L’intervento di leggera pulitura della superficie cromatica ha fatto riemergere la brillante vitalità luministica di questo dipinto straordinario, in cui è racchiusa tutta la formazione artistica di Zangrando, dal colorismo veneto sperimentato in gioventù, presso l’Accademia veneziana, alle magistrali capacità luministiche maturate negli anni monacensi, ulteriormente affinate nei primi anni Novanta durante la sua permanenza a Roma, in seguito all’assegnazione del Premio Rittmeyer.
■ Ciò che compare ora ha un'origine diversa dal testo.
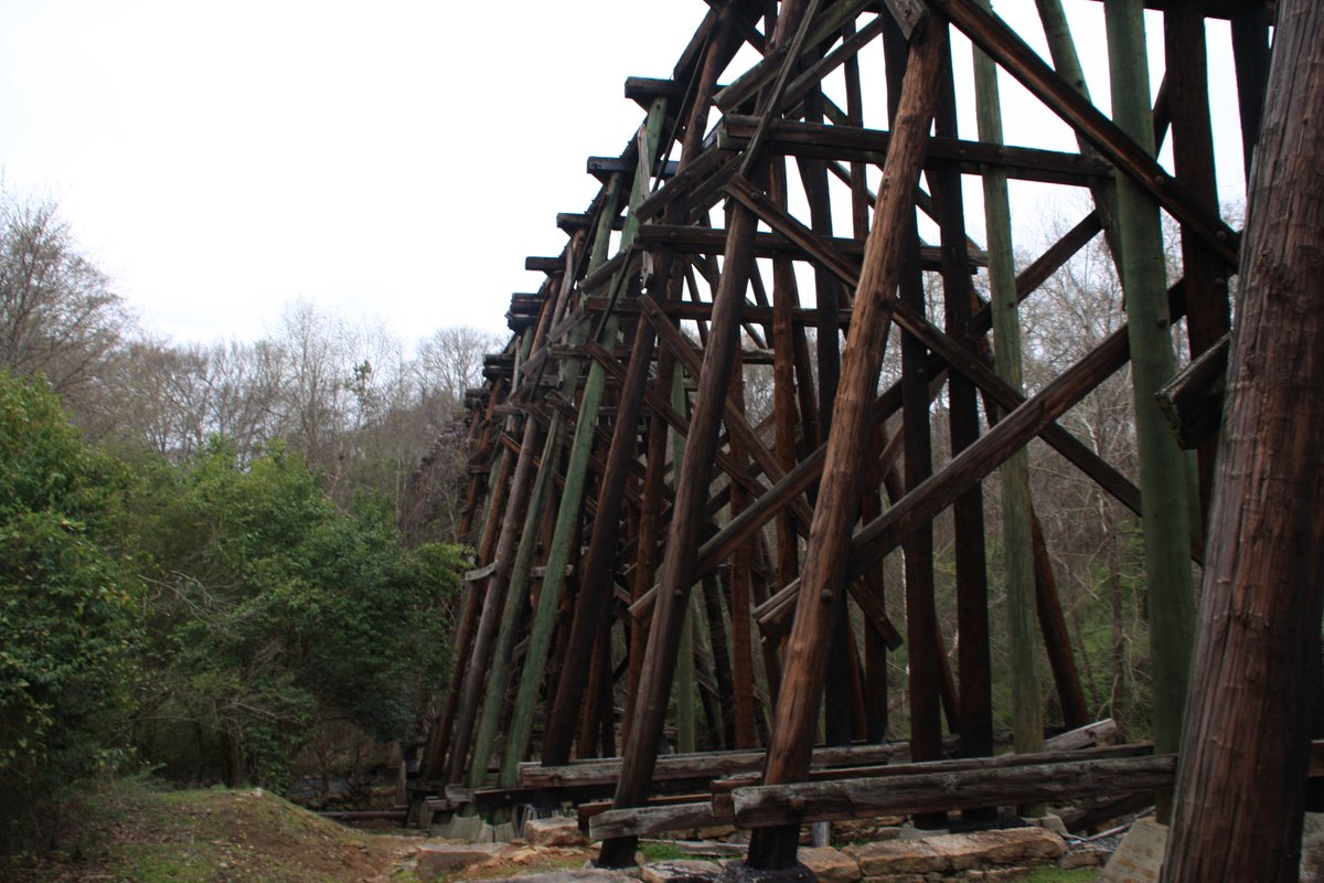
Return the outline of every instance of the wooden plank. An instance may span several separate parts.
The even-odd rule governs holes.
[[[731,794],[735,823],[755,829],[798,826],[805,822],[945,812],[963,806],[1066,802],[1129,794],[1169,786],[1177,768],[1174,755],[1087,761],[1059,761],[1046,755],[1037,757],[1047,763],[737,788]]]
[[[1200,234],[1229,266],[1237,266],[1237,233],[1210,214],[1158,162],[1104,116],[976,0],[927,0],[1010,75],[1099,148],[1119,172],[1135,181],[1173,217]]]
[[[588,835],[593,841],[647,837],[663,831],[712,827],[730,823],[718,818],[711,802],[681,804],[674,806],[632,806],[609,809],[589,819]]]
[[[671,530],[662,565],[662,590],[653,616],[645,650],[643,669],[625,745],[621,778],[614,805],[638,805],[647,792],[657,761],[657,747],[666,718],[666,696],[675,674],[677,649],[690,586],[694,582],[692,549],[699,537],[702,508],[707,496],[708,474],[716,454],[716,434],[727,384],[739,347],[744,287],[753,262],[756,220],[743,209],[732,212],[730,245],[723,263],[708,348],[694,400],[691,432],[686,436],[685,461],[677,485]],[[602,843],[602,862],[608,867],[626,866],[634,859],[634,842],[629,838]]]
[[[1321,69],[1324,5],[1282,0],[1166,880],[1299,874],[1324,609]],[[1233,796],[1235,818],[1213,812]]]
[[[755,126],[756,120],[751,116],[726,116],[716,130],[718,146],[743,148],[753,135]],[[886,130],[776,120],[768,128],[767,147],[789,156],[882,164],[890,140],[891,132]],[[965,175],[981,175],[988,168],[998,168],[1018,180],[1078,187],[1088,185],[1095,179],[1112,177],[1108,163],[1080,154],[932,136],[924,167],[936,168],[941,163],[956,163]]]
[[[945,29],[925,28],[916,34],[902,89],[902,109],[892,126],[895,135],[855,289],[857,320],[842,356],[834,421],[801,577],[809,590],[800,596],[768,747],[764,781],[769,784],[801,778],[809,769],[812,728],[818,718],[826,666],[826,638],[846,588],[841,564],[859,502],[858,475],[866,449],[867,416],[887,346],[904,233],[914,224],[912,193],[933,119],[945,49]],[[797,838],[798,834],[788,829],[751,841],[751,866],[793,864]]]
[[[670,245],[678,252],[688,254],[722,254],[722,250],[726,246],[726,240],[727,232],[719,228],[683,226],[679,224],[647,224],[639,229],[639,236],[636,241],[639,245]],[[824,237],[824,240],[835,250],[853,258],[859,258],[865,254],[863,238]],[[761,258],[786,256],[792,258],[800,257],[801,259],[812,259],[812,257],[805,254],[798,245],[780,233],[759,233],[755,237],[755,253]],[[937,270],[941,266],[943,257],[940,249],[937,248],[922,248],[920,258],[924,261],[925,270]],[[974,250],[970,252],[969,259],[974,266],[984,266],[988,261],[981,252]],[[764,310],[771,310],[771,307],[765,307]],[[846,314],[849,318],[849,310]],[[756,311],[753,307],[747,315],[755,322],[768,322],[768,314]]]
Il dipinto partecipò alla mostra antologica dedicata al pittore triestino che fu organizzata nel 1984 dal Comune e dal Museo Revoltella presso la Sala Comunale di Palazzo Costanzi, pubblicato inoltre sul relativo catalogo curato da Sergio Molesi e Renata Da Nova.

Giovanni Zangrando, Il parasole, 1922-1925 circa, olio su compensato, 61x61 cm, inv. 5232 Restauro: Nevyjel Restauri d’Arte, Trieste 2019, grazie alla donazione di Maria Lanieri in memoria di Giorgio Lanieri e Giusy Romeo.